The upheaval of values and firms, of production methods and private initiative in return for relatively low wages as technological dependence – that is the bargain presented to the Czech, Slovak, Polish and Hungarian voter and politician. A bargain that is very known from yesteryear.
The election of strongly conservative governments and workers’ demands of higher wages and more pay (Hungary’s extra work law and Audi wage increases) hints at this defensive posture that was aggravated through the past decade as wealthier Member-States, fuelled by media discourses despite the Barroso Commission, dismantled the Union’s principle of compensation to institute another principle of solidarity.
What becomes evident is that Europe won’t move forward by maintaining a Europe of yesterday, unproductive and broadly reliant on unfair pay elsewhere, nor by upholding a Europe of tomorrow, over-productive, out of ideas and broadly dependent on external technology and innovation.
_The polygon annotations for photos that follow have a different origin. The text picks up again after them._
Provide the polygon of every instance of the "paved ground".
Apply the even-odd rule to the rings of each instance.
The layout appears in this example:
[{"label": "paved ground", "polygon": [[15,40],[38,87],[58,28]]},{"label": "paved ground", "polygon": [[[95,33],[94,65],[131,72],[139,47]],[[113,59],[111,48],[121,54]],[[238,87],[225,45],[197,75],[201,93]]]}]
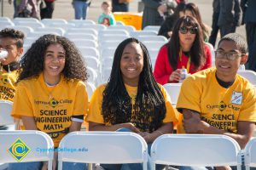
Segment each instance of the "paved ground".
[{"label": "paved ground", "polygon": [[[8,16],[12,18],[14,9],[13,6],[9,5],[7,2],[8,0],[0,0],[0,2],[3,2],[3,10],[1,9],[1,13],[3,13],[3,16]],[[88,19],[93,20],[96,21],[97,17],[101,14],[101,3],[103,0],[91,0],[91,5],[89,9]],[[137,12],[138,8],[138,2],[141,0],[133,0],[130,4],[130,11],[131,12]],[[54,18],[62,18],[66,20],[74,19],[74,10],[71,5],[72,0],[56,0],[55,3],[55,10],[54,11]],[[201,14],[202,15],[203,22],[207,25],[212,25],[212,0],[188,0],[189,3],[195,3],[199,6],[201,10]],[[3,4],[3,2],[2,2]],[[1,4],[1,8],[2,5]],[[240,34],[245,36],[245,27],[240,26],[237,31]]]}]

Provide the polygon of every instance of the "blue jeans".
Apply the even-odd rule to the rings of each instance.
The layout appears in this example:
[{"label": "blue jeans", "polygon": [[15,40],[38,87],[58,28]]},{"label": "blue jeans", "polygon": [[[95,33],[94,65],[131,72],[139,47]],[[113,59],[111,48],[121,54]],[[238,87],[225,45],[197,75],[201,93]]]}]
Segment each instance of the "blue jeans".
[{"label": "blue jeans", "polygon": [[[9,170],[41,170],[43,162],[17,162],[9,163]],[[57,168],[56,168],[57,169]],[[63,162],[63,170],[87,170],[85,163],[74,163]]]},{"label": "blue jeans", "polygon": [[[131,132],[129,128],[119,128],[117,132]],[[148,144],[148,162],[147,169],[151,170],[151,150],[152,144]],[[142,163],[127,163],[127,164],[101,164],[101,166],[106,170],[142,170],[143,165]],[[165,167],[165,165],[156,165],[156,170],[160,170]]]},{"label": "blue jeans", "polygon": [[88,3],[82,1],[73,1],[76,20],[85,20],[87,14]]}]

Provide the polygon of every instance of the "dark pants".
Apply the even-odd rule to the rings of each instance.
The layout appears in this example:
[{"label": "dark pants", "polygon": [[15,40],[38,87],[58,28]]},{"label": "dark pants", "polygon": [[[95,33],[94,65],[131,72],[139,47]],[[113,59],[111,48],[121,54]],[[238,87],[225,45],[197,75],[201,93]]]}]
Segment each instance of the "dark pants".
[{"label": "dark pants", "polygon": [[249,58],[247,69],[256,71],[256,23],[247,23],[247,39],[249,49]]},{"label": "dark pants", "polygon": [[41,19],[51,19],[52,18],[52,14],[55,9],[55,2],[45,2],[46,8],[42,8],[40,14],[41,14]]},{"label": "dark pants", "polygon": [[112,12],[128,12],[129,3],[113,3]]},{"label": "dark pants", "polygon": [[209,37],[209,42],[213,46],[215,46],[216,38],[218,31],[218,19],[219,13],[213,12],[212,14],[212,32]]},{"label": "dark pants", "polygon": [[220,37],[223,37],[229,33],[236,32],[236,25],[224,25],[219,26]]}]

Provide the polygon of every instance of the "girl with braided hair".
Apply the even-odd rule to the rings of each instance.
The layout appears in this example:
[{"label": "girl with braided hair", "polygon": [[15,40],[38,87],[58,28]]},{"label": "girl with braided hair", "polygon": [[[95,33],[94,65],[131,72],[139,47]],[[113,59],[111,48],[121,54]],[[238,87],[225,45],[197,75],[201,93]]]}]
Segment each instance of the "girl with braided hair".
[{"label": "girl with braided hair", "polygon": [[[94,92],[86,121],[90,131],[131,131],[148,144],[172,133],[176,116],[170,97],[154,80],[148,52],[137,39],[118,46],[108,82]],[[107,169],[124,169],[121,166]]]}]

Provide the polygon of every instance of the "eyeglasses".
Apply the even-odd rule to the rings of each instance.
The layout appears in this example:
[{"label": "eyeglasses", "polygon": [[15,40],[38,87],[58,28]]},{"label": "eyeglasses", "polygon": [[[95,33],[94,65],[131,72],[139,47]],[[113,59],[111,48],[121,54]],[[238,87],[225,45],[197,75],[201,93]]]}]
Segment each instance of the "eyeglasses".
[{"label": "eyeglasses", "polygon": [[197,27],[191,27],[188,28],[186,26],[182,26],[179,28],[179,31],[182,34],[186,34],[189,31],[190,34],[196,34],[197,33]]},{"label": "eyeglasses", "polygon": [[215,58],[216,59],[227,59],[229,60],[235,60],[238,57],[244,55],[245,54],[237,54],[237,53],[224,53],[221,50],[215,51]]}]

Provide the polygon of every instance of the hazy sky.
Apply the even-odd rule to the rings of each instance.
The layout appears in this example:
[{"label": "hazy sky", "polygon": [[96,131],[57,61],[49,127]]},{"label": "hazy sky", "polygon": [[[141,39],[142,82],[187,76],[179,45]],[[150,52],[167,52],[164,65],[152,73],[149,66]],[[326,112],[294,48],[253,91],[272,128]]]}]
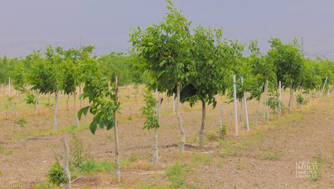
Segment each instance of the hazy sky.
[{"label": "hazy sky", "polygon": [[[334,1],[174,0],[192,27],[224,27],[223,38],[261,51],[271,35],[284,42],[303,37],[308,53],[334,53]],[[130,28],[162,21],[162,0],[0,0],[0,56],[25,56],[47,44],[66,48],[96,44],[97,55],[127,51]],[[245,49],[247,49],[246,48]]]}]

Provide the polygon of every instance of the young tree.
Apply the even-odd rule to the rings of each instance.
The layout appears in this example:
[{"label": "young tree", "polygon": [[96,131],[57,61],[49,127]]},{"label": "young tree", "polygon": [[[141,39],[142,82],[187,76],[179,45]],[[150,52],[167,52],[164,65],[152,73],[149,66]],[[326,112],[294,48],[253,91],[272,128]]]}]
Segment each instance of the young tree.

Both must combine (RSA link here) but there’s little political thrust to do so in as much as the Commission does Member-States’ bidding. The Commission should not behave democratically because it is an institution.
That would be the same as saying we should give way in a queue just because fifty people say so – the Commission should hold its place, it upholds the Treaties and doesn’t swing to Governments (and its financiers, today firms tomorrow the people – cf Barrack Obama) but rather defends a higher interest, a more stable moral ground that goes beyond individual State power bargains.
That is, for the Commission it should’ve been indifferent that the market net payers bought access to through the European Budget was not paying off and was now causing losses – the losses in itself are solidarity (pay for market access, suffer the consequences of overleveraging) and led to a deep rethinking of the Institutions rather than the institution of a guaranteed return for investment, a so-called solidarity.
Make no mistake – EFTA countries pay for market access because the grand bargain of the budget is to compensate poorer countries for the nefarious effects of entering the customs and monetary Union.
“(The Werner Report) argued that compensation should be provided for the economic rigidities imposed on state budgets by the path of monetary unification.”
“Concerned about the competitive threat of the internal market to their economies, which already suffered from major regional (and national) development challenges, both countries (NB Portugal and Spain) had a strong case for demanding a revamped regional development policy, and were pivotal actors in altering the coalition of Community interests in favour of cohesion.”
The converse goes for net payers.
But it wasn’t. Either way, it’s clear today Germany and France are not indicating the way forward to Europe – it is doubtful they could, as do most economists. It must be a non-political Commission to do so not by punishing and restricting only but by planning and advancing.
We need new Stateswomen like Vestager (and Statesmen too) – not more nationalism, frankly.